The next time impeachment was attempted involved Richard Nixon and Watergate. The House Judiciary Committee voted to impeach Nixon for obstruction of justice in 1974, but he resigned before the matter could come to a vote in the full House. Even a number of Republicans supported the impeachment of the president of their own party.
That brings up to Bill Clinton. The full House voted to impeach him for actions taken in connection with the Monica Lewinsky scandal, but the U.S. Senate refused to convict him. As a member of the House, I voted against impeaching Clinton on the basis that these matters were not serious enough to constitute removing a president even though they were an embarrassment to his office.
Republicans lost House seats in the 1998 mid-term elections at least partially because the public thought they had over-reacted in trying to remove Clinton from office.
It is instructive that impeachment has only passed the House twice in our history (though it clearly would have passed a third time had Nixon not preempted a vote by resigning). Our system of government has survived because we have taken our constitution seriously and not trivialized it by trying to remove every president we didn’t like.
You can make an argument that the conduct of both Andrew Johnson and Richard Nixon merited the possibility of removal from office. Reasonable people cannot, with a straight face, argue that Bill Clinton should have faced impeachment for sexual indiscretions. If so, then there are several other presidents and countless members of Congress who could have seen their careers cut short.
Democrats who don’t like George W. Bush should get together and have a party where they can swap stories about what a dreadful job he has done in handling the aftermath of Hurricane Katrina, what an inadequate job his military planners did in dealing with Iraq following the removal of Saddam Hussein, what a poor job his intelligence chiefs did in evaluating the weapons of mass destruction potential in Iraq, and how his administration for a long time looked the other way while oil company profits and gasoline prices went up.
And then they should stop talking about impeachment.
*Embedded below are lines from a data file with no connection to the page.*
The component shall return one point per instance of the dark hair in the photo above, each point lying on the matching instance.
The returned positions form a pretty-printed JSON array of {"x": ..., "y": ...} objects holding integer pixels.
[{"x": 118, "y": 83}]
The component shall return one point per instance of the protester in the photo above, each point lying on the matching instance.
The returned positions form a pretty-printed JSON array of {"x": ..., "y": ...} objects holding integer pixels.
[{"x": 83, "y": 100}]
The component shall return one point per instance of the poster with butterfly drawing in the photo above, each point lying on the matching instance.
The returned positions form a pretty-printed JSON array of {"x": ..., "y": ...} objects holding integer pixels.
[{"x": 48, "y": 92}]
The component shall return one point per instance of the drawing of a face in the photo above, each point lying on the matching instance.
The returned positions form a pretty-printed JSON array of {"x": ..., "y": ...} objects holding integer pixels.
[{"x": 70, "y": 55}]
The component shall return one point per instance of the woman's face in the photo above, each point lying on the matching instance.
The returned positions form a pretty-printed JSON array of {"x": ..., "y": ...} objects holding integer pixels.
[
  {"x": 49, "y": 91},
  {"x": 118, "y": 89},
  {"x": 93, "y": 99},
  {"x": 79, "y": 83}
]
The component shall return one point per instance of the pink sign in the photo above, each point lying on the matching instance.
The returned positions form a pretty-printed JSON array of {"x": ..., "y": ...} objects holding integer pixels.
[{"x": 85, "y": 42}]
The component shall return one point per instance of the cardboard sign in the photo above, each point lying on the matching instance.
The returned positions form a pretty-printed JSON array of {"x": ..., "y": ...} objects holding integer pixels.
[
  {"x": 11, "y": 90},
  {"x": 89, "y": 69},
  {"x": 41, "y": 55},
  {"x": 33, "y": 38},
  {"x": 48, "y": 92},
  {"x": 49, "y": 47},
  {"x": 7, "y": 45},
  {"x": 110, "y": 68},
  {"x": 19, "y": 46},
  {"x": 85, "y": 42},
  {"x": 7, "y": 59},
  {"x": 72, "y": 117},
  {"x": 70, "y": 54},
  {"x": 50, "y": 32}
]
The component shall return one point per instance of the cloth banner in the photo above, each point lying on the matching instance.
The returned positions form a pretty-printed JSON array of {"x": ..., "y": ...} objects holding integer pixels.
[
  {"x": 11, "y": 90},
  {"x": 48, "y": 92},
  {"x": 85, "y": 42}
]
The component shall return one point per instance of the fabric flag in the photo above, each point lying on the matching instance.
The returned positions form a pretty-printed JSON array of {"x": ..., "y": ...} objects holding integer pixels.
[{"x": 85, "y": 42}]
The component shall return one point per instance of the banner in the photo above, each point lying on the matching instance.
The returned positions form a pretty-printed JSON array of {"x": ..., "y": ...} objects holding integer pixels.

Even the argument about Bush’s approval of domestic spying without a warrant does not rise to the level of an impeachable offense in my judgement. He was acting in good faith in an effort to defend our nation from terrorism, and the legality of his actions have yet to be resolved in court. I personally think he was wrong to approve such spying without a warrant, but I would not consider impeachment as an appropriate remedy.
For Democrats who are really angry at the job this president has done, the best remedy is to work hard to elect more Democrats to the House and Senate this Fall. That’s the ultimate revenge.
Martin Frost served in Congress from 1979 to 2005, representing a diverse district in the Dallas-Ft. Worth area. He served two terms as chairman of the House Democratic Caucus, the third-ranking leadership position for House Democrats, and two terms as chairman of the Democratic Congressional Campaign Committee. Frost serves as a regular contributor to FOX News Channel and is a scholar in residence at the Woodrow Wilson International Center for Scholars in Washington, D.C. He holds a Bachelor of Journalism degree from the University of Missouri and a law degree from the Georgetown Law Center.